The journey to support nanosecond timestamps in Elasticsearch

The ability to store dates in nanosecond resolution required a significant refactoring within the Elasticsearch code base. Read this blog post for the why and how on our journey to be able to store dates in nanosecond resolution from Elasticsearch 7.0 onwards.

Sometimes millisecond resolution isn't enough

Elasticsearch supports a date mapping type that parses the string representation of a date in a variety of configurable formats, converts this date into milliseconds since the epoch and then stores it as a long value in Lucene. This simple yet powerful approach has brought us a long way.
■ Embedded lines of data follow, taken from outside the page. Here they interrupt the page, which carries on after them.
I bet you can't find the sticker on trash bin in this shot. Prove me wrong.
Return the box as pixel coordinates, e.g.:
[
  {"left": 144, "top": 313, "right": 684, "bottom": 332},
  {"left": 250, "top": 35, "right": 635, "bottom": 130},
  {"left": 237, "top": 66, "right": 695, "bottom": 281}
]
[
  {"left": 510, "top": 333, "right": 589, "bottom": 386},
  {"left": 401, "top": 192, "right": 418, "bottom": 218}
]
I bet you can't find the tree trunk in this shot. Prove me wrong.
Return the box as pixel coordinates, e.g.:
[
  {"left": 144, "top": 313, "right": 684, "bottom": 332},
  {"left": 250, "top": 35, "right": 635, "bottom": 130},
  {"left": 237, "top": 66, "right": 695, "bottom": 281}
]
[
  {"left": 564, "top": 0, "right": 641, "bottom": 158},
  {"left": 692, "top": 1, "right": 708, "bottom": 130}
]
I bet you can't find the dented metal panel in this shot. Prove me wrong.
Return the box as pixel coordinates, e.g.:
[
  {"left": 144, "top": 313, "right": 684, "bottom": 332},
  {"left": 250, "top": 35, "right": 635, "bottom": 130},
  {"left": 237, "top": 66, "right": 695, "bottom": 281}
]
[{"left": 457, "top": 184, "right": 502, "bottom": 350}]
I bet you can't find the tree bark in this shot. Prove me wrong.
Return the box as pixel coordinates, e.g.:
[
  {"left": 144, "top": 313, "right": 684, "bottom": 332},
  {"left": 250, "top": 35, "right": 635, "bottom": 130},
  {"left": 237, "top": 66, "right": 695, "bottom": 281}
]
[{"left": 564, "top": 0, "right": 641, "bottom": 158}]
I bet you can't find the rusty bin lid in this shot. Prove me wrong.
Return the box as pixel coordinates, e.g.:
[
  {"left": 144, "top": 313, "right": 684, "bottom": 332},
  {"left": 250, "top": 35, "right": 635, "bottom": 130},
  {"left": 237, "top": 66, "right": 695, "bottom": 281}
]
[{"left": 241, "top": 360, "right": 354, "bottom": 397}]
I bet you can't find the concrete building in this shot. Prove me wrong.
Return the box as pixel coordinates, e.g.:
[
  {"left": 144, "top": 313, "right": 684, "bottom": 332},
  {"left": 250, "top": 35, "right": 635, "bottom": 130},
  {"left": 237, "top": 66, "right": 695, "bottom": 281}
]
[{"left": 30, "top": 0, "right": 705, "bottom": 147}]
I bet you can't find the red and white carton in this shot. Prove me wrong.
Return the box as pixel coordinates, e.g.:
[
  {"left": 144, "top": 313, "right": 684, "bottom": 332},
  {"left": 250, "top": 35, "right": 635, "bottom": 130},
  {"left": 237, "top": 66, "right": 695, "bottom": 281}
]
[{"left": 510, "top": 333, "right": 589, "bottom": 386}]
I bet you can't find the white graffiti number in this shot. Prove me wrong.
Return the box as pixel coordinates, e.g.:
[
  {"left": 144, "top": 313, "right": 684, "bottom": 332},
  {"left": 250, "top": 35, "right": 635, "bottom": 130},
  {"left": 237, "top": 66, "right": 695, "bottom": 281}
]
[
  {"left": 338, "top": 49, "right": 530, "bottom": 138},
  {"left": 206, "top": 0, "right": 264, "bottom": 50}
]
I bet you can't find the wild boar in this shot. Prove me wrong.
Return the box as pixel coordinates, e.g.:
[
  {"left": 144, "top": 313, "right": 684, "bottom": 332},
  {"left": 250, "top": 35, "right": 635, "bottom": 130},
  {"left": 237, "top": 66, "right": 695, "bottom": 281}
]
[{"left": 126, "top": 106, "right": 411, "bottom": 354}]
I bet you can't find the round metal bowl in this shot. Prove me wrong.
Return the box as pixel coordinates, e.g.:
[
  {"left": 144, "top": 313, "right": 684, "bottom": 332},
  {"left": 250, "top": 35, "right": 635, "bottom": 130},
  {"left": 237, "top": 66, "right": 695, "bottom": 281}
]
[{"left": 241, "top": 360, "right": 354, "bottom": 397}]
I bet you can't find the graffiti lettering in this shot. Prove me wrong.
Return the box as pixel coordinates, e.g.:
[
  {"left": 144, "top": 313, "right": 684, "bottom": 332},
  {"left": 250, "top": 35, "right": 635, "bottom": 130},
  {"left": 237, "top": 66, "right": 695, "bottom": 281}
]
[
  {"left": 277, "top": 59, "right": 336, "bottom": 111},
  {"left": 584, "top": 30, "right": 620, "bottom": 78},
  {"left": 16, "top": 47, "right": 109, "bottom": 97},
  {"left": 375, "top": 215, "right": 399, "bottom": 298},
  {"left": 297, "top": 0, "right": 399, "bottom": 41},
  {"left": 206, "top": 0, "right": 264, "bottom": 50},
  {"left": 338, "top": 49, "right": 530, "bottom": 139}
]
However, there are many use cases which require dates to be stored at a higher resolution than just milliseconds. It's not only the common log file case, which most of the time is fine with milliseconds, but think of the manufacturing industry, where many sensors trigger or actions can take place within a single millisecond. This is where you need to be able to store these kind of events at a higher resolution.

There was a problem with this though. The existing way of parsing and storing dates simply did not support storing with any resolution higher than milliseconds. The library Elasticsearch uses is called Joda-Time, and it used to be the de-facto standard for handling time in Java. However, this library is in maintenance mode and will not be extended further, even though it still receives bug fixes and especially time zone database updates. The reason for this is simple: with the release of Java SE 8 onwards, the Date and Time API (JSR 310) is part of JDK.

The good news of this change is that the java.time package has support for dates in nanosecond resolution. So, all we have to do is to convert our code to just Java Time instead and we are good? Well, not so fast...

Storing dates in nanosecond resolution

As already mentioned in the beginning of the post, currently dates are stored in Lucene as a long representing the number of milliseconds since the epoch. What are the possibilities to store a nanosecond-based date in Elasticsearch? There are a couple of options to solve this. One could split the date in several parts and store it in different fields. One could also store the date in a floating point value to encode the days since the epoch and the current nanos of the day. This, however, would have meant that dates would be stored in a different manner compared to a millisecond-based date, and the idea of keeping things simple by storing it as a long as well was most appealing.

We finally decided that the best solution was to store the date as a long value in nanoseconds. This, however, comes with a drawback. The range of potential dates is reduced. So if you store nanoseconds in a long, the range is reduced to dates up to roughly the year 2262.

However, you do not need to store the birthdays of your Wikipedia data set with such a high resolution. The scenario in which you need nanosecond resolution is usually when you process log files or events, which tend to fall into the range of 1970 to 2262.

The result of this is a new field mapper called date_nanos which is very similar to the date mapper except that it represents dates as the number of nanoseconds since the epoch instead of the number of milliseconds. Both mappers take the same configuration parameters, accept the same collection of input formats, and work similarly in searches and aggregations. See the date_nanos datatype documentation for more details. This also enables us to reuse the existing date field mapper code by replacing the methods which convert a date to a long and vice versa with their respective implementations.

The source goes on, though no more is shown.